Natural Recyclers

By the end of 2022, the Chandler / Pass Garden will likely reuse, repurpose, repair & recycle an estimated 100 tons of community discards.

Salvaged rocks used for unique shaped communal garden bed that will be used for education. Mulch line the paths and aged horse manure amend the native soil.


Gardens and landscapes are impactful places for recycling and reusing some of California’s 40 million tons of discards generated annually.  Burbank for instance, generates some 18,000 tons of landscape clippings annually. The cutting, collection, long haul trucking, compost processing, and final distribution of “greenwaste” are fuel intensive and Burbank’s street tree and landscape related machinery produce nearly 2 million pounds of greenhouse gas emissions per year. Hauling these clippings out of town is also a gross loss of natural nutrients. An estimated 100,000 pounds of nitrogen, phosphorus, and potassium, 300,000 pounds total, are removed each year from Burbank residential landscapes and then replaced by manufactured and packaged NPK fertilizers. 


To minimize this energy-intensive nutrient exchange, community gardeners are maximizing local resources. At the top of the list are wood chips from local tree trimmers.

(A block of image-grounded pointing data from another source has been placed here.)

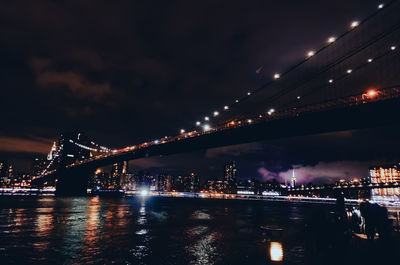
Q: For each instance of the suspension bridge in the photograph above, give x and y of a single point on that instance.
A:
(352, 81)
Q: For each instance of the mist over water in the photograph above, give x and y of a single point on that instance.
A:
(152, 230)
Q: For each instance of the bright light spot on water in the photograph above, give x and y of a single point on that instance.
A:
(144, 193)
(276, 251)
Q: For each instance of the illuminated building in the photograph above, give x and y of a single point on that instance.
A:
(384, 174)
(117, 172)
(293, 180)
(38, 165)
(52, 151)
(3, 172)
(191, 183)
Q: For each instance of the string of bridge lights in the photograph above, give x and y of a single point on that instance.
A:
(349, 71)
(276, 76)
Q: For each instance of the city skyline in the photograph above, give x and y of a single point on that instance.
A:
(113, 111)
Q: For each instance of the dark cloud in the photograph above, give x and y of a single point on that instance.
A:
(23, 145)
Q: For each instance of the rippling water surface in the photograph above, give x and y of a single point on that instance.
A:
(131, 230)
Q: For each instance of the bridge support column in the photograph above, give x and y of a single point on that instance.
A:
(72, 182)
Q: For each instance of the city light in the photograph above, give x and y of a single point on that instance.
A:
(271, 111)
(144, 192)
(331, 39)
(206, 127)
(354, 24)
(276, 251)
(372, 93)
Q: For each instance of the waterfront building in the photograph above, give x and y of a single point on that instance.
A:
(381, 174)
(293, 180)
(191, 183)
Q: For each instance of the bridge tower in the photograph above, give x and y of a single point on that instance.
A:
(72, 182)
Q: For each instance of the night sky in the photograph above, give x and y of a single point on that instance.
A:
(129, 71)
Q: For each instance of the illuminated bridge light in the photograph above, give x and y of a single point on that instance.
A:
(331, 39)
(354, 24)
(276, 251)
(372, 93)
(206, 127)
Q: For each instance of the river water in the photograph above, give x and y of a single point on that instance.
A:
(152, 230)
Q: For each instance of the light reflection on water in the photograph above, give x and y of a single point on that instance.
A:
(37, 230)
(276, 251)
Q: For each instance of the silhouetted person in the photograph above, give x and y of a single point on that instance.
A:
(383, 226)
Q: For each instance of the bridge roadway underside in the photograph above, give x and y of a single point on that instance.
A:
(369, 115)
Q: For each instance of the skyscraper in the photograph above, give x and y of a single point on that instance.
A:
(293, 180)
(230, 177)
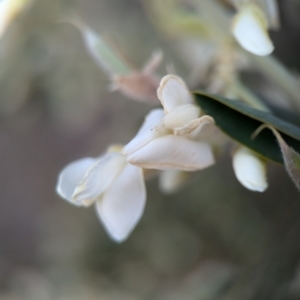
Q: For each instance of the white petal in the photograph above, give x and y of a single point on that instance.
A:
(71, 175)
(250, 30)
(123, 204)
(173, 92)
(146, 132)
(173, 152)
(170, 181)
(98, 179)
(250, 170)
(194, 127)
(181, 115)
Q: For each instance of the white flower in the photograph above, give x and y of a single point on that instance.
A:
(116, 187)
(250, 170)
(170, 181)
(250, 27)
(166, 140)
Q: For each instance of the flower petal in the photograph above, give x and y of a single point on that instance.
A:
(173, 152)
(123, 204)
(98, 179)
(250, 170)
(173, 92)
(170, 181)
(146, 132)
(71, 175)
(194, 127)
(250, 30)
(181, 115)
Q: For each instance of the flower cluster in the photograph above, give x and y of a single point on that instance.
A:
(178, 138)
(169, 140)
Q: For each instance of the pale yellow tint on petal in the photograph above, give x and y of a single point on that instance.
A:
(173, 92)
(122, 206)
(71, 175)
(146, 132)
(173, 152)
(250, 30)
(99, 178)
(181, 115)
(250, 170)
(194, 126)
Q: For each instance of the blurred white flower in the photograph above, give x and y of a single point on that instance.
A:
(250, 28)
(9, 10)
(250, 170)
(116, 187)
(170, 181)
(167, 139)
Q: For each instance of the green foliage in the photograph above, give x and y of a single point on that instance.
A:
(240, 121)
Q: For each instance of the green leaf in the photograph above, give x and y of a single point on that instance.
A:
(240, 121)
(104, 52)
(290, 157)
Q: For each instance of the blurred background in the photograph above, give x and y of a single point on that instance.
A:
(212, 240)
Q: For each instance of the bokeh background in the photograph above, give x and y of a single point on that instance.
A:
(211, 240)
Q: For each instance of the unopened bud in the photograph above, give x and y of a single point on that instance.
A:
(250, 170)
(250, 28)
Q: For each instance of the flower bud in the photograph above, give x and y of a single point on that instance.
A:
(250, 170)
(250, 27)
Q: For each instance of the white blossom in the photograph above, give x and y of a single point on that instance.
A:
(116, 187)
(167, 139)
(250, 170)
(250, 28)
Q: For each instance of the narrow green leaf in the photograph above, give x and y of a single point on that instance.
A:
(240, 121)
(290, 157)
(105, 54)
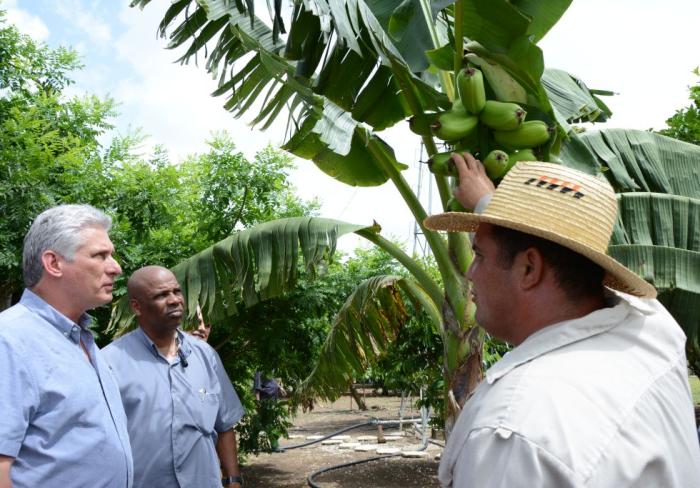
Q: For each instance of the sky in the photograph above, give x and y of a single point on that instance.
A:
(643, 50)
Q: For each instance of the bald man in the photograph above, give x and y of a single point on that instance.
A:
(179, 402)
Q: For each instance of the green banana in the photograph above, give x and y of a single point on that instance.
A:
(496, 164)
(470, 86)
(502, 115)
(532, 133)
(453, 205)
(520, 155)
(504, 86)
(454, 125)
(442, 164)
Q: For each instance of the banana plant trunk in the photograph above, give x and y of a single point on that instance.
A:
(462, 365)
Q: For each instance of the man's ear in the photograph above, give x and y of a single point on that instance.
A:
(530, 265)
(135, 306)
(52, 263)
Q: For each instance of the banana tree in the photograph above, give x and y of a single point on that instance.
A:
(344, 71)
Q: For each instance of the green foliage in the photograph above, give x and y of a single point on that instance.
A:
(49, 145)
(685, 123)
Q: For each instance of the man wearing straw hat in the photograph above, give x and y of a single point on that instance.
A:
(595, 392)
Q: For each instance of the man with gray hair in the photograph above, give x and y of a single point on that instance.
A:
(62, 421)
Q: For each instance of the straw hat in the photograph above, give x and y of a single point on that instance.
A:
(559, 204)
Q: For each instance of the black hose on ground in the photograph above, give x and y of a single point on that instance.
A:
(310, 479)
(345, 429)
(356, 426)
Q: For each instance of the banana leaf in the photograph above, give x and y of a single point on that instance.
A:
(370, 319)
(252, 265)
(572, 98)
(635, 160)
(676, 275)
(655, 219)
(658, 237)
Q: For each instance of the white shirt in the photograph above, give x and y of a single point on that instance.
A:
(599, 401)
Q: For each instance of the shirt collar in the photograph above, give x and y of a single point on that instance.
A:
(182, 338)
(63, 324)
(569, 331)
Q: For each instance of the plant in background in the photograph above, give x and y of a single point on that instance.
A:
(685, 123)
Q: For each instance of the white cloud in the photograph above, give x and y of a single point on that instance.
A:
(172, 102)
(644, 50)
(25, 22)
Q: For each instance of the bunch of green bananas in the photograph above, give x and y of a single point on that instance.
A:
(496, 131)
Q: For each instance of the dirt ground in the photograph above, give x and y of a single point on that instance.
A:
(290, 469)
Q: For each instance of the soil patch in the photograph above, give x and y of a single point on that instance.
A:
(290, 469)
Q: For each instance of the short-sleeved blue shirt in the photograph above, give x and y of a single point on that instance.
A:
(61, 417)
(174, 409)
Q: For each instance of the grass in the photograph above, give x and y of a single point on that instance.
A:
(695, 389)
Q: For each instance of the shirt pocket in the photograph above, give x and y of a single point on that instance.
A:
(208, 403)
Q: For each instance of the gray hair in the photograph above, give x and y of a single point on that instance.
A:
(58, 229)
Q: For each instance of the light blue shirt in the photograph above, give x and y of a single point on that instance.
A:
(174, 409)
(61, 417)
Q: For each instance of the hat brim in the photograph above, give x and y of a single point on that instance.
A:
(618, 277)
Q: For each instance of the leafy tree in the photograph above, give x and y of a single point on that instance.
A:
(48, 144)
(685, 123)
(348, 70)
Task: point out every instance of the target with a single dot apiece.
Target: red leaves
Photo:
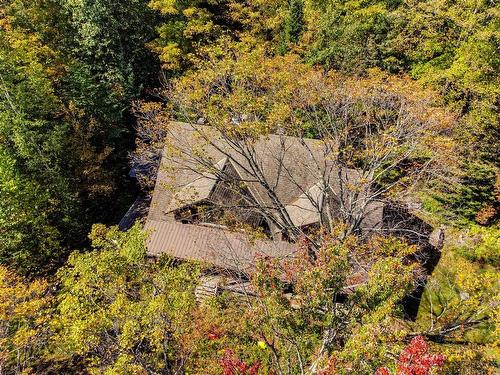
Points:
(415, 359)
(233, 366)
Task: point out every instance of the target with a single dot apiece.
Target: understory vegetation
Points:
(407, 90)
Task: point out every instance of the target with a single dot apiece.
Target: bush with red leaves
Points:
(233, 366)
(415, 359)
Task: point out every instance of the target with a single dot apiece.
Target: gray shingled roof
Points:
(292, 173)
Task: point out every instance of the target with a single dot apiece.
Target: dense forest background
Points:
(75, 76)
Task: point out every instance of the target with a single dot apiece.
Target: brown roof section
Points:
(221, 248)
(293, 166)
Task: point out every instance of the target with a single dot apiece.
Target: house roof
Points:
(221, 248)
(293, 168)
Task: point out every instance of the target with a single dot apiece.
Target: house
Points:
(279, 186)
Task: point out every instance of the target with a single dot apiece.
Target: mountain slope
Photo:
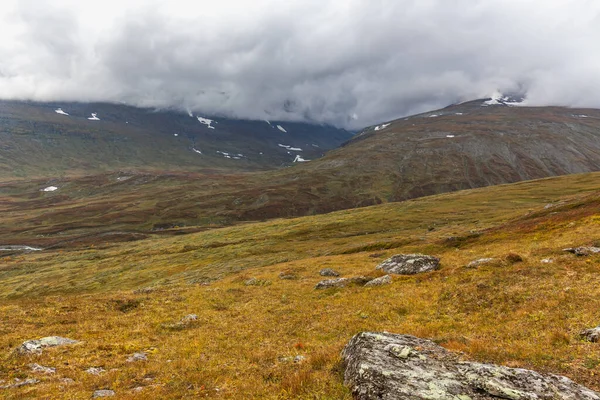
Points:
(54, 140)
(525, 309)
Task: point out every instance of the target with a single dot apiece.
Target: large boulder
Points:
(386, 366)
(409, 264)
(36, 346)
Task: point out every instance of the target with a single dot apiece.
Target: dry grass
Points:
(516, 312)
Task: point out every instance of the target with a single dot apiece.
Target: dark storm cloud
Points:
(350, 63)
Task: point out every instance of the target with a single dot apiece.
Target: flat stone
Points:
(583, 251)
(385, 366)
(479, 262)
(36, 346)
(103, 393)
(382, 280)
(328, 272)
(409, 264)
(591, 335)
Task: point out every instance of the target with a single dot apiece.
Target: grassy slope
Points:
(519, 314)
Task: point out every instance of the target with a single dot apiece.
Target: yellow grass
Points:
(525, 314)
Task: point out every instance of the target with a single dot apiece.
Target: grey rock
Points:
(591, 335)
(36, 346)
(386, 366)
(137, 357)
(409, 264)
(103, 393)
(19, 383)
(382, 280)
(583, 251)
(479, 262)
(95, 370)
(342, 282)
(287, 276)
(189, 318)
(328, 272)
(42, 369)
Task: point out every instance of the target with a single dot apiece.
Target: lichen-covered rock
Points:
(137, 357)
(583, 251)
(479, 262)
(382, 280)
(409, 264)
(342, 282)
(103, 393)
(41, 369)
(385, 366)
(36, 346)
(328, 272)
(591, 335)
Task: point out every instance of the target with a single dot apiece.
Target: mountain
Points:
(475, 144)
(66, 139)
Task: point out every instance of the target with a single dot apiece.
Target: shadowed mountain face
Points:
(474, 144)
(62, 139)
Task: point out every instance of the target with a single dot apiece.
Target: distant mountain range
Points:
(469, 145)
(66, 139)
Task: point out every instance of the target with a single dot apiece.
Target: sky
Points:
(349, 63)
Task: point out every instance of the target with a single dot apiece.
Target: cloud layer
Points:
(350, 63)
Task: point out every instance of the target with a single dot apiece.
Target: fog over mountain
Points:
(350, 63)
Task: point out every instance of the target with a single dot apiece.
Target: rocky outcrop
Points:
(386, 366)
(479, 262)
(409, 264)
(591, 335)
(103, 393)
(37, 346)
(382, 280)
(342, 282)
(328, 272)
(583, 251)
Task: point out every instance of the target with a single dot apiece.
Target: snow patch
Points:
(285, 146)
(380, 127)
(300, 159)
(206, 122)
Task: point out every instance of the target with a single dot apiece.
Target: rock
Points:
(583, 251)
(388, 366)
(103, 393)
(342, 282)
(19, 383)
(95, 370)
(137, 357)
(42, 369)
(591, 335)
(287, 276)
(328, 272)
(409, 264)
(382, 280)
(189, 318)
(481, 261)
(36, 346)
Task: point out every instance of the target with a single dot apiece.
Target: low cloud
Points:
(350, 63)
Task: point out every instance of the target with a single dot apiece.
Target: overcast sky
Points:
(351, 63)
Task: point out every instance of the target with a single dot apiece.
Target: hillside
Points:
(122, 298)
(71, 139)
(475, 144)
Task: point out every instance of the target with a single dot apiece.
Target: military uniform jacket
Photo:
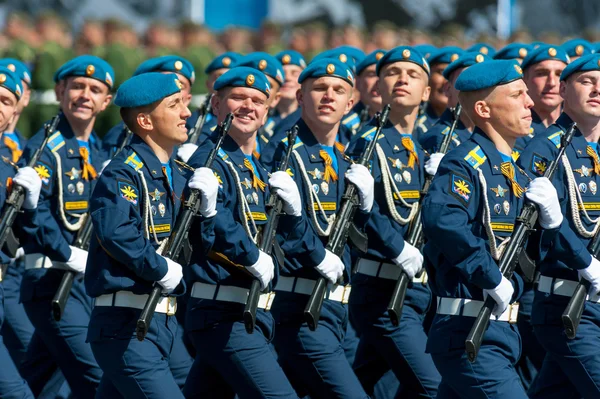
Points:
(577, 187)
(432, 141)
(134, 209)
(240, 216)
(469, 211)
(320, 200)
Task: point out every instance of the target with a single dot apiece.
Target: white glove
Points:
(77, 260)
(433, 163)
(263, 269)
(171, 280)
(364, 182)
(502, 295)
(204, 180)
(28, 178)
(331, 267)
(288, 192)
(186, 151)
(541, 192)
(410, 259)
(592, 274)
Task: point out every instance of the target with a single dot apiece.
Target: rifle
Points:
(267, 242)
(341, 229)
(415, 233)
(508, 261)
(82, 240)
(204, 109)
(15, 200)
(179, 237)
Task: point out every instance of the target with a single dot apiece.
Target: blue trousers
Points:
(230, 361)
(384, 347)
(154, 368)
(314, 361)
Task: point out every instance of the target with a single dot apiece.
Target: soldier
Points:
(570, 366)
(141, 180)
(230, 361)
(470, 211)
(68, 169)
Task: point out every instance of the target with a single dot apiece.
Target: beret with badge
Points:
(242, 76)
(168, 63)
(266, 63)
(226, 60)
(88, 66)
(465, 60)
(545, 52)
(327, 67)
(488, 74)
(590, 62)
(17, 67)
(147, 88)
(403, 54)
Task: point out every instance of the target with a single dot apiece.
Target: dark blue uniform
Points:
(401, 348)
(229, 360)
(63, 201)
(133, 210)
(570, 365)
(314, 361)
(461, 259)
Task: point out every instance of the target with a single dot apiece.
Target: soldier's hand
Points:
(171, 280)
(364, 182)
(263, 269)
(288, 192)
(204, 180)
(28, 178)
(410, 259)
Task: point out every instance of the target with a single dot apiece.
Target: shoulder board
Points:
(56, 142)
(555, 138)
(475, 157)
(134, 161)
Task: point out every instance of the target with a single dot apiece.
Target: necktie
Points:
(88, 172)
(330, 173)
(590, 151)
(14, 149)
(256, 182)
(508, 170)
(410, 147)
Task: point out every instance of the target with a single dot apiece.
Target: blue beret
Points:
(88, 66)
(168, 63)
(147, 88)
(266, 63)
(577, 47)
(426, 49)
(11, 81)
(291, 57)
(483, 48)
(590, 62)
(403, 53)
(543, 53)
(242, 76)
(369, 60)
(513, 51)
(327, 67)
(17, 67)
(465, 60)
(488, 74)
(445, 55)
(225, 60)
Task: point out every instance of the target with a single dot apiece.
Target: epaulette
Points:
(555, 138)
(475, 157)
(55, 142)
(134, 161)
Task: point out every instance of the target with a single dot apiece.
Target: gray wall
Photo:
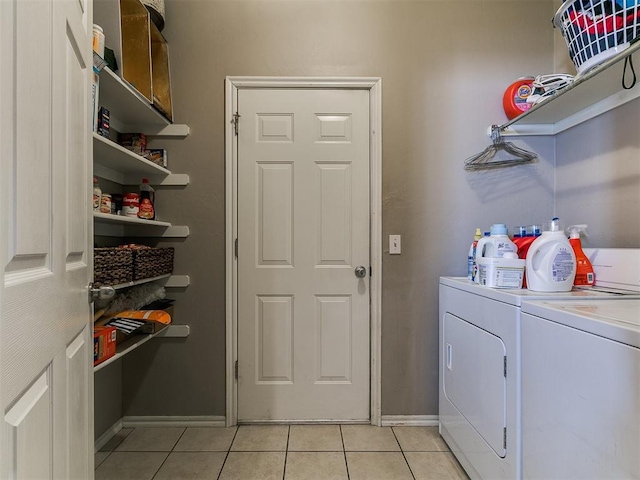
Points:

Spread as mulch or buried deep below the root zone, wood chips are high in soil-building carbon, lignin, cellulose and minerals. Already in the past three months, the Chandler / Pass garden has absorbed some 20 tons of wood chips.  
There’s more. Local horse manure and bedding are high in nitrogen and 2-3 tons have been mixed into the garden soil. Over time, coffee grounds, spent mushroom bedding, worm castings, chicken manure, and composted food scraps will all improve soil fertility and feed plants. Along with all these local inputs, gardeners will also incorporate 40-60 tons of donated compost into the soil this year. 

Finally, in addition to soil-building nutrients, used tools, hoses, buckets, wheelbarrows, and misc supplies are being donated to, and repurposed in the garden. Rocks, broken concrete, bricks, used lumber and branches are becoming garden bed borders. 


Gardeners have always been resourceful recyclers, naturally.